Pregnancy discrimination violates Title VII of the Civil Rights Act of 1964, as amended by the Pregnancy Discrimination Act (PDA). The act makes it clear that it is against federal anti-discrimination laws for employers to refuse to hire pregnant women or to fire women because they are pregnant or in any way treat pregnant women differently because they are pregnant. The EEOC filed suit after first attempting to reach a pre-litigation settlement through its conciliation process.
On June 27, 2011 Chief Judge Roslyn O. Silver for U.S. District Court for the District of Arizona agreed with the EEOC’s position. She issued an order finding that there was direct evidence that this employer had violated the law. Following the court’s ruling, the case went to a jury trial on punitive damages starting on January 24, 2012. The EEOC sought back pay, punitive damages and appropriate injunctive relief.
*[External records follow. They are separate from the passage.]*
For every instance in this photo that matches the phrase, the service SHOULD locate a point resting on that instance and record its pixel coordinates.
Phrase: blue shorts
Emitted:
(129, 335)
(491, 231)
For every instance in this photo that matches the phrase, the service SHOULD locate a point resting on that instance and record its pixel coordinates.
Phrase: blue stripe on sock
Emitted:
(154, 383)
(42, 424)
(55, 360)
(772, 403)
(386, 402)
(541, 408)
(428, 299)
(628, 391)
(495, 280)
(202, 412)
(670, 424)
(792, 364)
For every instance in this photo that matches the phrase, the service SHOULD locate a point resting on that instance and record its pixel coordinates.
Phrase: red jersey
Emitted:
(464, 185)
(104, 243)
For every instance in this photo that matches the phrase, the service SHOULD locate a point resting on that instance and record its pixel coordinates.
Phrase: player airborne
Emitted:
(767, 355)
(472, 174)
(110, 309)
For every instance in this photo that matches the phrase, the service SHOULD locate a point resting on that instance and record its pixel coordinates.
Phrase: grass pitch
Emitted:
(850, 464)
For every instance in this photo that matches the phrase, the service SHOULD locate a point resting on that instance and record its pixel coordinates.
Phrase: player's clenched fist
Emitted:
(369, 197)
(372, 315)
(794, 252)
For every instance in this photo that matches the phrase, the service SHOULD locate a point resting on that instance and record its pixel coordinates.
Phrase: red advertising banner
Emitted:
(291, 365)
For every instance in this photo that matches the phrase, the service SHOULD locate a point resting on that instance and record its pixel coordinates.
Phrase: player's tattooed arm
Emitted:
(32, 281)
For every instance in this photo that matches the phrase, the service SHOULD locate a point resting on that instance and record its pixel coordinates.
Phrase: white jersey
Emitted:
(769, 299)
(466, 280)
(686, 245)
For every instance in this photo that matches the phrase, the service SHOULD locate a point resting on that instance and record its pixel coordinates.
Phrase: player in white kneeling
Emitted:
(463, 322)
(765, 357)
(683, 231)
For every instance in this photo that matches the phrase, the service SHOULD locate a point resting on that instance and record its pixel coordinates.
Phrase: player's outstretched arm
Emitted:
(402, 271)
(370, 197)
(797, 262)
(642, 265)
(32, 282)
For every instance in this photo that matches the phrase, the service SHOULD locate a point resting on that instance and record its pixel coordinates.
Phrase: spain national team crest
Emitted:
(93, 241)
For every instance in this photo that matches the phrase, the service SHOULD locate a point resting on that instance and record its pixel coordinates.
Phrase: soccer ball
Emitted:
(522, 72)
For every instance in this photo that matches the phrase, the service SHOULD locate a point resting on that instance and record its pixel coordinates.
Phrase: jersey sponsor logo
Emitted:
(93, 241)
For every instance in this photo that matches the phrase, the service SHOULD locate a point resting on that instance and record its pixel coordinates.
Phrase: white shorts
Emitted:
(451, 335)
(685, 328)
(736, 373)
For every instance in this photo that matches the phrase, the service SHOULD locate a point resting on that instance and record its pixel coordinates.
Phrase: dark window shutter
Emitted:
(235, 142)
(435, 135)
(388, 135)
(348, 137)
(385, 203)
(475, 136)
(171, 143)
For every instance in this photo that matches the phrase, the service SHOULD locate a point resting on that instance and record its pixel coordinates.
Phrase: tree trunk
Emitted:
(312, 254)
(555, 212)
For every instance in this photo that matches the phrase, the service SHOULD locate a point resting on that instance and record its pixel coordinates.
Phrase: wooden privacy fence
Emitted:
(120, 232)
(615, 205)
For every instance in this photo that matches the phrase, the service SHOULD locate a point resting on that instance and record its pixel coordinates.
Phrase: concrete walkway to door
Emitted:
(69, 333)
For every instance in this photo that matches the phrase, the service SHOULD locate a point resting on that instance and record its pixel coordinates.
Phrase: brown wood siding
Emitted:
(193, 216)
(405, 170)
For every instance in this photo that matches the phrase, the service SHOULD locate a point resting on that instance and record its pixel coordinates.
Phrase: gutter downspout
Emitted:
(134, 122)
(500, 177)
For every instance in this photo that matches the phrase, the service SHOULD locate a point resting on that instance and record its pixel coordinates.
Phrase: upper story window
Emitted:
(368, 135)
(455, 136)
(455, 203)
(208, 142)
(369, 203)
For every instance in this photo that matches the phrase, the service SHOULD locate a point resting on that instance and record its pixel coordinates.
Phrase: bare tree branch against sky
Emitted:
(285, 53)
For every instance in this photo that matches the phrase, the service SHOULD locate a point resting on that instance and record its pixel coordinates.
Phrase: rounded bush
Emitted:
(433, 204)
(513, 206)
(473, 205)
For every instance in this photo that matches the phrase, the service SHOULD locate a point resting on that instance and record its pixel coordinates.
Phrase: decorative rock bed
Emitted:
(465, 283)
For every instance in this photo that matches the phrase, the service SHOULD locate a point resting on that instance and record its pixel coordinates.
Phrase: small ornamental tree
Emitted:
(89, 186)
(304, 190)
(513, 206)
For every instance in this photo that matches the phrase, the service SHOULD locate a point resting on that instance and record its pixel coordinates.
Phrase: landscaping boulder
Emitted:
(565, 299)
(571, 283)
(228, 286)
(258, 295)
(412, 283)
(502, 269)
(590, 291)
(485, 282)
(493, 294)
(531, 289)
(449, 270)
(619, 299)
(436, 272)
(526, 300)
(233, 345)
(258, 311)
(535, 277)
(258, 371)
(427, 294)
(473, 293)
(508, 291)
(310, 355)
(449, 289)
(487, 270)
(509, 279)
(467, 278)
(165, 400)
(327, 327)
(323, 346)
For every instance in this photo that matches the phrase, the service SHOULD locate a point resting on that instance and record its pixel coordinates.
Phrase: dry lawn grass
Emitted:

The seven-person jury decided unanimously that punitive damages should be awarded because Subway acted in reckless disregard for Murillo’s federally protected rights.
“The court had previously agreed with the EEOC, without the need to go to a jury trial on liability, that Subway engaged in intentional sex and pregnancy discrimination,” said Mary Jo O’Neill, Regional Attorney for the EEOC’s Phoenix District Office. “The EEOC would like to remind employers that pregnancy discrimination has been illegal for decades, and violations of the law will be met with rigorous enforcement by our agency. We also want pregnant women to know that it is illegal for employers to refuse to hire them, fire them or to treat them differently simply because they are pregnant.”
EEOC Trial Attorney Nancy Griffiths said, “We are thrilled with the jury’s decision. Belinda Murillo stood up for her rights even though it was not easy. When the jury heard her story and awarded punitive damages, justice finally prevailed.”
EEOC Trial Attorney Richard Sexton added, “We are pleased with the jury’s and court’s decisions. Employers cannot refuse to hire women simply because they are pregnant, and women should never be forced to choose between motherhood and their livelihood, especially in these difficult economic times.”
The EEOC enforces federal laws prohibiting employment discrimination. Further information about the EEOC is available on its website at www.eeoc.gov.